Где и когда профессор познакомился с этим необычным человеком, что послужило отправной точкой их многолетней и тесной дружбы, для Козырева так и осталось загадкой. Оба мужчины не любили распространяться на эту тему. Но характер их взаимоотношений сильно отличался от привычных Арсению российских, да и вообще европейских устоев. Бурхан не был ученым, никогда не занимал сколь-нибудь значимой должности, жил скромно, не гнался за деньгами и не искал полезных связей. Однако Евгений Михайлович, уже тогда имевший широкую известность во всем научном мире, всегда относился к своему учителю с необычайным почтением и даже, пожалуй, с некоторым благоговением. Он старательно пытался, но никак не мог доступными светскими средствами выразить всю степень своего уважения, и недостаток оного пытался компенсировать как умел. Впрочем, самому старцу, казалось, до всей этой суеты не было никакого дела.
Входная дверь оказалась незапертой. Восхищенно озираясь по сторонам, с открытым от изумления ртом, Арсений медленно и осторожно перемещался по невиданной доселе квартире. В обволакивающем мягком полумраке из самых неожиданных мест взирали на него странные лики многоруких существ. Пышный ковер полностью скрадывал звук шагов. Тут и там тлели длинные палочки наподобие бенгальских свечей, только вместо россыпи ярких искр от них медленно поднимались тоненькие прямые струйки благородного дыма. Сам йогин величественно восседал прямо на полу в позе лотоса, скрестив перед собой руки и ноги. Одетый в традиционные широкие индийские одежды, он будто бы явился сюда из другого мира. Вокруг шеи и груди пожилого мужчины был обмотан желтый шнурок, толщиной чуть меньше мизинца.

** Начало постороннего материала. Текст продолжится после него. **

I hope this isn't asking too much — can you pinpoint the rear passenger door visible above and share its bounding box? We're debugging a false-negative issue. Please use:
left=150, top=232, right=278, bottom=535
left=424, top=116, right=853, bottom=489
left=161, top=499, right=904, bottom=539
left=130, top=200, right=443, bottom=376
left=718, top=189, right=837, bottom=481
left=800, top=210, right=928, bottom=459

– А вы в самом деле из самой Индии? – сбивчиво спросил ошалевший Арсений, даже забыв поздороваться, – слишком уж непривычной оказалась окружавшая его атмосфера.
– Намасте, Джи! – медленно и четко произнес Муса, сложив ладони вместе напротив груди, чем поверг опешившего подростка в полное недоумение, почти что в панику. Но, улыбнувшись, он тут же повторил на чистом русском языке без малейшего акцента. – Приветствую тебя, уважаемый, и благодарю за то, что посетил мое скромное жилище. Нет, я не из Индии, я родился в Таджикистане, но ты прав, во мне течет много индийской крови.
– Намаскар, Муса-баба, – Малахов ответил вместо окончательно растерявшегося подростка, при этом низко поклонился и дотронулся рукой до ноги почтенного старца. – Познакомься, это Арсений, мой давний и хороший друг, сын моих хороших друзей.
Бурхан проделал непонятные пассы руками, очевидно означающие приветствие, затем без стеснения, с явным любопытством уставился на юного гостя.
– Ты можешь называть меня Муса. Если сочтешь, что я достоин твоего уважения, то в конце можешь добавлять слово «Джи». Но это на твое усмотрение. Поскольку я не являюсь твоим официальным наставником, я не вправе навязывать тебе свое мнение.
– А что означает «баба»? – Козырев понемногу освоился.
– Это слово означает «отец» или «учитель», – мастер перевел взгляд на Малахова. – Что привело вас сюда, Женя?